In the simulations, a single residue is given an initial kinetic energy ranging from 0.2 to 2.0 eV, a range that encompasses biologically relevant photon energies and the free energy released by ATP hydrolysis. The ensuing dynamics are followed in the microcanonical ensemble for up to 10 ns. Energy does not diffuse uniformly; instead, it “jumps” from the excited site to a few specific target residues that are systematically located in the stiffest parts of the protein—regions characterized by high eigenfrequencies and large local elastic constants. Upon arrival, the energy becomes trapped in a nonlinear localized mode at the destination site. This mode acts as an efficient energy‑accumulating center, retaining a large fraction of the initial energy for hundreds of picoseconds while suppressing further spread to the surrounding matrix.
The transfer efficiency exhibits a pronounced dependence on the magnitude of the initial excitation. Yields peak (≈70 % of the injected energy remains at the target) for excitation energies between 0.5 and 1.5 eV, which coincides with the energy scales of biologically relevant processes. The authors test the robustness of the phenomenon across several proteins, including rhodopsin, an ATPase, and a lysosomal enzyme, and find the same pattern of stiff‑region‑focused energy jumps and discrete‑breather formation.
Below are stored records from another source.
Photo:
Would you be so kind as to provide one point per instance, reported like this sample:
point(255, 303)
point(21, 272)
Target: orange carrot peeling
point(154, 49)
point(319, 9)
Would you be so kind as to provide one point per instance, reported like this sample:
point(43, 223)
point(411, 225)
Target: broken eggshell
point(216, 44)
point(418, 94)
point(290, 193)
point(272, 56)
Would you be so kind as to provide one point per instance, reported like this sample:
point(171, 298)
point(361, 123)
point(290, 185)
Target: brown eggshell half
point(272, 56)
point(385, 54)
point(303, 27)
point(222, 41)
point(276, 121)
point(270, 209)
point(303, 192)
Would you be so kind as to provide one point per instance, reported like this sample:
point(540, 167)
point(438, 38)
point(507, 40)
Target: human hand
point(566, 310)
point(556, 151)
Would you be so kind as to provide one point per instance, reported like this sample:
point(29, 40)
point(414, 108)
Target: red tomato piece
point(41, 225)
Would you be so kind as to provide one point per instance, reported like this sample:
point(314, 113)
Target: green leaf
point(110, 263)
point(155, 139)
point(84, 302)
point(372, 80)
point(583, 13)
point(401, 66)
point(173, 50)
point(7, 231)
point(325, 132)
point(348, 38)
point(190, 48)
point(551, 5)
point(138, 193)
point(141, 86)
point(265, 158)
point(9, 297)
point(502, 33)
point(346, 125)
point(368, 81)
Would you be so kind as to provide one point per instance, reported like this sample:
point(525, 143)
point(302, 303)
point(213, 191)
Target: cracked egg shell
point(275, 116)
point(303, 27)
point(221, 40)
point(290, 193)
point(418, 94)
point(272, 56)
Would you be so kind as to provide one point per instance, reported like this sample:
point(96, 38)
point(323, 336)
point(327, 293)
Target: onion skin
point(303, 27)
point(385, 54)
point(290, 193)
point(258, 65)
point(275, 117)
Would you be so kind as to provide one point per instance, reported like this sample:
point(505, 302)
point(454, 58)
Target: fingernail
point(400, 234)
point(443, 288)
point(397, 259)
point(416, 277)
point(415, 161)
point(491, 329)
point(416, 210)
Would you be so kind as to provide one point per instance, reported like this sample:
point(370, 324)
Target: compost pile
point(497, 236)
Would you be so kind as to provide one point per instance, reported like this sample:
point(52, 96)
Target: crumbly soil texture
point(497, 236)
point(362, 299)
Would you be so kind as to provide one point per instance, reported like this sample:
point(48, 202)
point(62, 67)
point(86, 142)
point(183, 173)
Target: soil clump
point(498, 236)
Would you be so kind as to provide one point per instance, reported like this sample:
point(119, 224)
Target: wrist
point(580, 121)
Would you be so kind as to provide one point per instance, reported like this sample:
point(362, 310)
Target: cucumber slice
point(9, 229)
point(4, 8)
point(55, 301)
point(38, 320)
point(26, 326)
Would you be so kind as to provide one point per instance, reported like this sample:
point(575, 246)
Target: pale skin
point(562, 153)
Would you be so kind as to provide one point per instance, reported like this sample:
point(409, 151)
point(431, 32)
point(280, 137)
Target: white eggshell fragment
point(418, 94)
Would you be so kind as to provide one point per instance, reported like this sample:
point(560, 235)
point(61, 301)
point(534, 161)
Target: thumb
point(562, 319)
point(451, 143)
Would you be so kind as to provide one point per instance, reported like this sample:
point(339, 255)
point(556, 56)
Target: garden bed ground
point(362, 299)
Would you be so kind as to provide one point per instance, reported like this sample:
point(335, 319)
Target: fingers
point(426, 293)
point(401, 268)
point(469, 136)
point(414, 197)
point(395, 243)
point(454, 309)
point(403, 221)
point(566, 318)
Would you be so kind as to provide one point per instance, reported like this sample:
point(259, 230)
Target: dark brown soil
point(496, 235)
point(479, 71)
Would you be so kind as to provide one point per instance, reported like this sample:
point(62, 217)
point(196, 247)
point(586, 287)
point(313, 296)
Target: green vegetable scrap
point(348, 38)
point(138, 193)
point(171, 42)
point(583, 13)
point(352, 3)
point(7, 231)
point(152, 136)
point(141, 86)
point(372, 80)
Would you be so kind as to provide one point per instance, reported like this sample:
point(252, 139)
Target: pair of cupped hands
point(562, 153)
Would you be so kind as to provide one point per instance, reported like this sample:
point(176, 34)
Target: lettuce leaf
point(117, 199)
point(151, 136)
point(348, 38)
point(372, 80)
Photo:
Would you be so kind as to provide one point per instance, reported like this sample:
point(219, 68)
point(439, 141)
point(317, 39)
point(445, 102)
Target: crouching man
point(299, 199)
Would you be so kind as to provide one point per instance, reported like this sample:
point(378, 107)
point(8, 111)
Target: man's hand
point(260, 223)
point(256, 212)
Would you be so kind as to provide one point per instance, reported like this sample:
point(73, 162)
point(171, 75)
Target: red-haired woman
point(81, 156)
The study’s key insights are threefold. First, the presence of anharmonicity enables long‑range, high‑efficiency energy transport that cannot be captured by linear elastic network models. Second, structural stiffness acts as a guiding landscape, funneling energy toward specific residues that can host nonlinear localized excitations. Third, the optimal energy range for transfer aligns with the typical energy released by biological photochemical or chemical reactions, suggesting that natural proteins may have evolved to exploit this nonlinear mechanism.
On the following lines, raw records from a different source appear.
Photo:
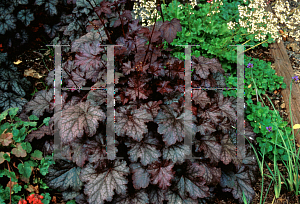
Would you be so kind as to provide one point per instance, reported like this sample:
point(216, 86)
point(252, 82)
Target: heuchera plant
point(149, 122)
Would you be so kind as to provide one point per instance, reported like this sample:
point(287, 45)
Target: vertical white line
point(110, 129)
point(57, 99)
point(240, 103)
point(188, 98)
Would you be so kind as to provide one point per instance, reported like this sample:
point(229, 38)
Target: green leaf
point(37, 155)
point(15, 198)
point(250, 117)
point(6, 157)
point(33, 124)
point(46, 199)
point(45, 163)
point(17, 188)
point(33, 117)
point(26, 146)
point(19, 151)
point(46, 121)
point(25, 169)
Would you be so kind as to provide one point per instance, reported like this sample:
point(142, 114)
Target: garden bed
point(37, 62)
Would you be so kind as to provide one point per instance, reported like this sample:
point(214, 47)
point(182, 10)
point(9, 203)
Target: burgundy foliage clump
point(149, 122)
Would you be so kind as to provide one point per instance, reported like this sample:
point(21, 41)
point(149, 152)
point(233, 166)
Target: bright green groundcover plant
point(17, 156)
point(261, 77)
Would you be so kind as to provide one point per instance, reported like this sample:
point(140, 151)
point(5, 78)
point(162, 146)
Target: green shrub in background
point(18, 159)
point(208, 28)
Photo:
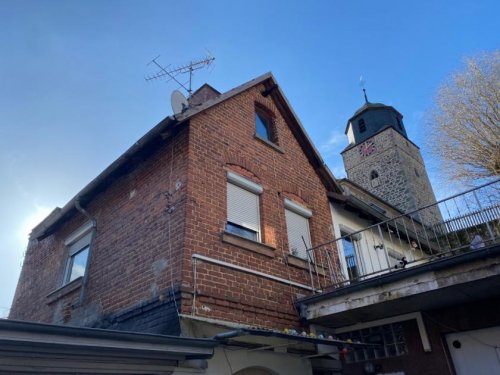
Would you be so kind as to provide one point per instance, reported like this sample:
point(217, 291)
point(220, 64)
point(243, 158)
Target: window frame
point(361, 125)
point(374, 178)
point(76, 243)
point(268, 120)
point(305, 213)
point(249, 186)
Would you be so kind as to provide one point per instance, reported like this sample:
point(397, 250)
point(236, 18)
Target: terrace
point(439, 255)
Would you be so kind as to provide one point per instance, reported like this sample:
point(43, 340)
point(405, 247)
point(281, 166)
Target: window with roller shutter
point(297, 224)
point(243, 217)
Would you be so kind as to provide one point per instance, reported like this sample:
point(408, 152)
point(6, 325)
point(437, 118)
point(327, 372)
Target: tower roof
point(369, 105)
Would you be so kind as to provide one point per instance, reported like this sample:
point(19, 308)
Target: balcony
point(456, 225)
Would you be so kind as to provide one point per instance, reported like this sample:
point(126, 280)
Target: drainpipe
point(85, 276)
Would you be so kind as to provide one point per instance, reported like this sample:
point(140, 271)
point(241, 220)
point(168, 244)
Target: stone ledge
point(65, 289)
point(301, 263)
point(247, 244)
point(269, 143)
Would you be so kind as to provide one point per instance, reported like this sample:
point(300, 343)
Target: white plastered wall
point(371, 260)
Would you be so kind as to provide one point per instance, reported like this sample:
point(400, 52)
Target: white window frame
point(306, 214)
point(77, 242)
point(253, 188)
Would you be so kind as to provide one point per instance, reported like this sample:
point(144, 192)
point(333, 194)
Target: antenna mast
point(183, 69)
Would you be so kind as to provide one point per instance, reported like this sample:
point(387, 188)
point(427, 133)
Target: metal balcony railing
point(463, 222)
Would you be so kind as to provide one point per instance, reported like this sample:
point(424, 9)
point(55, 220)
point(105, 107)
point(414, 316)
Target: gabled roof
point(165, 128)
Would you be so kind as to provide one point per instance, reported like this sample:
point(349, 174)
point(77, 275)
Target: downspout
point(85, 276)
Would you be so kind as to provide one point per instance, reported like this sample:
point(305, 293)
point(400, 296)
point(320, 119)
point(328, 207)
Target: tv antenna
point(362, 84)
point(172, 74)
The authors discuss the broader implications for understanding how proteins couple energy input to functional motions, such as conformational changes in enzymes or signal propagation in photoreceptors. They propose that discrete breathers could serve as “energy reservoirs” that temporarily store and release energy on demand, thereby enhancing the efficiency of biochemical cycles. Future work is suggested to combine the CG‑NNM approach with all‑atom molecular dynamics and ultrafast spectroscopic experiments to directly observe these nonlinear modes in real proteins, and to explore the possibility of engineering synthetic proteins that deliberately harness this mechanism for nanotechnological applications.